After years of tweaking their lesson plans to meet students’ changing needs, as well as developing publications and platforms used by countless physicians-to-be, two University of Chicago professors remain committed to the pursuit.
Vinay Kumar, MBBS, MD, the Lowell T. Coggeshall Distinguished Service Professor of Pathology at UChicago, is credited with the discovery of natural killer immune cells. Any doctor who completed medical school in the last few decades, however, is likely to recognize Kumar’s name as a co-author of the “Robbins books,” the internationally recognized, gold-standard pathology textbooks.
His colleague, Husain Sattar, BS’93, MD’01, Professor of Pathology, is best known for developing Pathoma, a wildly popular multimedia course beloved by medical students worldwide.
The educators share a deep respect and fondness for one another, and also a progressive teaching approach. By adapting their methods and materials to prioritize practical knowledge and real-world application over rote memorization, they have made a big impression — and become unlikely stars, too.
Still, the pair prefers to focus on academics rather than acclaim.
“It is my greatest honor: the chance to interact with whoever wants to listen, and to give them something they can use to benefit patients throughout their careers,” Sattar said.
Taking a different direction
It wasn’t always this way. Earlier in his teaching career, before coming to UChicago, Kumar noticed gradually that students were coming to class less often.
“Faculty were angry, but I wasn’t; I knew there had to be a reason,” he said. “I told them, ‘Instead of yelling at students or penalizing them by grading attendance, why don’t we sit down and ask them why they don’t come? These are intelligent, motivated people paying a lot of tuition — why would they do something that hurts their access to knowledge?’”
Kumar invited students to a candid conversation, where they explained that the lectures they skipped mostly consisted of factual knowledge they could obtain on their own. What they wanted was practical ways to use that information.
“I decided we had to change our teaching,” Kumar said.
Starting in 1992, he slashed total course lecture time from 150 hours to 50, with the remainder focused on case-based discussions.
“We’d do things like show them a picture of a rheumatic heart and simply ask: ‘What do you think is happening here? How did this change occur?’ And that completely changed everything,” Kumar said. “We were finally giving them competency they couldn’t have reached alone.”

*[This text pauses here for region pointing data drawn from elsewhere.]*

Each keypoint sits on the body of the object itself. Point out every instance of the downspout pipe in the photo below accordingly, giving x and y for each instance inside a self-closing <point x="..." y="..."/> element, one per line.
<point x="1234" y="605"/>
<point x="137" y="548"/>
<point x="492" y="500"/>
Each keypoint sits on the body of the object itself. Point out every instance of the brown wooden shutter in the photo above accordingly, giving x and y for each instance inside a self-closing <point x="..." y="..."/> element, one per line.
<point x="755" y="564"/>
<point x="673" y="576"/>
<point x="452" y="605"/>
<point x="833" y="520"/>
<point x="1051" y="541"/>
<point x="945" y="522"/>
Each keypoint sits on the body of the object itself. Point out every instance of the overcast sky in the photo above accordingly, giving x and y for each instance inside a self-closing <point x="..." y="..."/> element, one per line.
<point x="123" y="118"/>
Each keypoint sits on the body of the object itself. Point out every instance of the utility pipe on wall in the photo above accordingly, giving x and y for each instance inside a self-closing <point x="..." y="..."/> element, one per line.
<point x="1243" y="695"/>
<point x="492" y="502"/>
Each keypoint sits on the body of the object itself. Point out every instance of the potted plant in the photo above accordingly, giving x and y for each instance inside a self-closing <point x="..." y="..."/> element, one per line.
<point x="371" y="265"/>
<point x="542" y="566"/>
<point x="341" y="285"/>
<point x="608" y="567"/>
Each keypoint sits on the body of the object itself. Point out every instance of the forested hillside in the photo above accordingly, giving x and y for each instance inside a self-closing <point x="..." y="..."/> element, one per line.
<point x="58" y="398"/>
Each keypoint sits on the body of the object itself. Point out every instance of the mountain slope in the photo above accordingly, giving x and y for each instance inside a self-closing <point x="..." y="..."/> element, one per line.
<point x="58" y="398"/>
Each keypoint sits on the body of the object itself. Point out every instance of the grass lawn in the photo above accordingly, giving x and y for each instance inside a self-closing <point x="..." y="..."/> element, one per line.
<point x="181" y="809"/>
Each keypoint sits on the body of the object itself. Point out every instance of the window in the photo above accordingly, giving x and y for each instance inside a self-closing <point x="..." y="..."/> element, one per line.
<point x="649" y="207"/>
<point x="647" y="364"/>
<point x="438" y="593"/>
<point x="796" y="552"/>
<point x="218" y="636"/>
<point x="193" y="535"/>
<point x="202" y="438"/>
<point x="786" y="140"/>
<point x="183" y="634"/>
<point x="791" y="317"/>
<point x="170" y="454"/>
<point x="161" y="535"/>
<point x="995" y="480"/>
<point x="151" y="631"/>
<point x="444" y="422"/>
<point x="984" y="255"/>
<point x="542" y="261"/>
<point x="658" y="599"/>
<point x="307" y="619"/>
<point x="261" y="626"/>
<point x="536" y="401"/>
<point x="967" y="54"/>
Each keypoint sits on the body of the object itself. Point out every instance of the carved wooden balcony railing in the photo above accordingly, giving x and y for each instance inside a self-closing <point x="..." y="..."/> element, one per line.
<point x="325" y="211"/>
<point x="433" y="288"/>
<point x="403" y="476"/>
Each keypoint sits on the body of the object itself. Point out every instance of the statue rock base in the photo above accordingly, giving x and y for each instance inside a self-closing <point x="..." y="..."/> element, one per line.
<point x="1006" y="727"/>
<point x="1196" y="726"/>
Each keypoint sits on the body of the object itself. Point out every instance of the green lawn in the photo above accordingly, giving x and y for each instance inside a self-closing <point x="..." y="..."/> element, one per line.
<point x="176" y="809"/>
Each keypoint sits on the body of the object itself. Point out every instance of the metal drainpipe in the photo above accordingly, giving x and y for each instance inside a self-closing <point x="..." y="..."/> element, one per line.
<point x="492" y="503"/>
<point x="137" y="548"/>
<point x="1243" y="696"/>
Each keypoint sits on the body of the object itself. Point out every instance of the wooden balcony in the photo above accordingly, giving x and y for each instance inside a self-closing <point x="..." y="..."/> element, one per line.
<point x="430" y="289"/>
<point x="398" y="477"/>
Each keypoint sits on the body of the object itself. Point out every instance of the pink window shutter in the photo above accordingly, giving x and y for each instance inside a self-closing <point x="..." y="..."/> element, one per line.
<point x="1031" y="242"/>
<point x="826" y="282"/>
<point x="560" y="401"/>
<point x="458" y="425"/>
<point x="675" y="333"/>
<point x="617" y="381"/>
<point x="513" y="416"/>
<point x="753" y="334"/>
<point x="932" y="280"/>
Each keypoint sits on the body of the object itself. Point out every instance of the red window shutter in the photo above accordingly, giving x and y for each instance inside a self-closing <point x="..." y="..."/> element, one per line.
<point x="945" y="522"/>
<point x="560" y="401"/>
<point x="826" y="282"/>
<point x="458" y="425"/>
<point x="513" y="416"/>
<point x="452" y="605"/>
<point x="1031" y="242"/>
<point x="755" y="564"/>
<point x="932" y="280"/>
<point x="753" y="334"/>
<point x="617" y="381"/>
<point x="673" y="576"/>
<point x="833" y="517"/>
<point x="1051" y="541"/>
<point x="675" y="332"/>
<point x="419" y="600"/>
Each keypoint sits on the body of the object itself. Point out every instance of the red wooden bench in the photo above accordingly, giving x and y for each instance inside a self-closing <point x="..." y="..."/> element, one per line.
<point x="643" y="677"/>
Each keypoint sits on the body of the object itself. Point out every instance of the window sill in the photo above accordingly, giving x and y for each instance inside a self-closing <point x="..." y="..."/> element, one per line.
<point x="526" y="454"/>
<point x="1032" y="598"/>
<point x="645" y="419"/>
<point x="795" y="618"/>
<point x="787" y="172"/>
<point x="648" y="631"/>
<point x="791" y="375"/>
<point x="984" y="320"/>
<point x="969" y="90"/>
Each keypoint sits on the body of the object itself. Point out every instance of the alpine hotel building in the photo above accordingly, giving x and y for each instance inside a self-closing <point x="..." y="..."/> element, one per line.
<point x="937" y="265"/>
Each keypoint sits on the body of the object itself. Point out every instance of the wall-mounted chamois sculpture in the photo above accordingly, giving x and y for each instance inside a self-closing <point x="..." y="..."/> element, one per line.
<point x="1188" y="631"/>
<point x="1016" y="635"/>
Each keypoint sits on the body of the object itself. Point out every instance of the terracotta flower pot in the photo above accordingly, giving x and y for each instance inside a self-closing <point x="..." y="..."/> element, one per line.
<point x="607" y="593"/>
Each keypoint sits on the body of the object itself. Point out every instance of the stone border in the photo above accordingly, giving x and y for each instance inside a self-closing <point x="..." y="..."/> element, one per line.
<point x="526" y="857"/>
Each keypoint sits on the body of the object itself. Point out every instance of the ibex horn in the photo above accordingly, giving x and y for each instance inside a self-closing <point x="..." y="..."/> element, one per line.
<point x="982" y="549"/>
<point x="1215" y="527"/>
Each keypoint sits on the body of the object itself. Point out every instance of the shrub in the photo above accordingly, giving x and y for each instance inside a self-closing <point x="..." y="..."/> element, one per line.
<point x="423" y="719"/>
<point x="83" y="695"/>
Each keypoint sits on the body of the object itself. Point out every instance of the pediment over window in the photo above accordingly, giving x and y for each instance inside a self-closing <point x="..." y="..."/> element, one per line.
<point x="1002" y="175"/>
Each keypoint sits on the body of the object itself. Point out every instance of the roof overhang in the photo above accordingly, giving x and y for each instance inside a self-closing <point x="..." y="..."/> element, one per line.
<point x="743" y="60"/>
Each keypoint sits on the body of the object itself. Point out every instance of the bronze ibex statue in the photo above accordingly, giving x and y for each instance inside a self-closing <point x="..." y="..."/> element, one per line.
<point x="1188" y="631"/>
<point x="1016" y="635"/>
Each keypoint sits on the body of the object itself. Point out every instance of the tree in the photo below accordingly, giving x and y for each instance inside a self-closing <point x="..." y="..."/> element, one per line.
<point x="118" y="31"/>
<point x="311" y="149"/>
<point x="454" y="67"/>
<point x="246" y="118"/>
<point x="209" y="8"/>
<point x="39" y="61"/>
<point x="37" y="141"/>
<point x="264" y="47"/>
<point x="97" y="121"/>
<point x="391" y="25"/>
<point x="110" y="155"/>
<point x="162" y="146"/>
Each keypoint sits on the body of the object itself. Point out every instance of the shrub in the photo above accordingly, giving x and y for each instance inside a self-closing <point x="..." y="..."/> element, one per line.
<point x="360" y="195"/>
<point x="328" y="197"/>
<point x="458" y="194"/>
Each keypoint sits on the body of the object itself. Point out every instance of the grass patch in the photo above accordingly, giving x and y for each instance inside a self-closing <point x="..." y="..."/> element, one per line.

The pivot helped boost attendance, as well as students’ test and satisfaction scores. Eventually, Kumar and his co-authors published an updated pathology textbook that had just 150 pages of classic informational material, with the remainder comprised of cases built to challenge students.
Pathoma modules make pathology digestible
Sattar’s contributions to pathology education are personal. “In medical school, I was just completely overwhelmed,” he said. “It felt like drinking from a fire hydrant.”
He went through the foundational pathology course at UChicago three times: first as a medical student, then as a teaching assistant and a pathology resident TA. Even on the third time, he was struck by the sheer amount of material students were struggling to grasp.
“This idea for Pathoma arose in my mind because we were talking about lymphoma, carcinoma, melanoma, sarcoma,” said Sattar, who used the nomenclature as inspiration. “I said to myself, ‘Students are still missing the big picture.’”
A longtime devotee of pathology’s framework — methodical observations, connecting basic science principles to disease states and reflecting on diagnoses — Sattar created Pathoma in 2011 with those elements in mind.
Pathoma delivers simplified, clinically integrated explanations of only the most important topics, and it’s intended to be an affordable complement to classroom textbooks and lectures. With digestible video modules (featuring narration in Sattar’s calming voice) accompanied by a concise, easy-to-read textbook, the format, Kumar said, is popular because “it’s a multimedia resource that facilitates discussion and helps students truly understand things.”
People-focused approach
The teachers know their work isn’t done, and that all pathology educators must think creatively.
“Technology, including AI, is going to play an increasingly important role, but I don’t think it will — or should — become the primary method,” Kumar said.
Sattar agreed, noting that digital tools can’t replace the benefits students gain from interacting with teachers and one another. Any evolution, he said, should be rooted in the DNA that has guided the pair for decades: “How can we determine the best ways to take our students from where they are to where we want them to be?”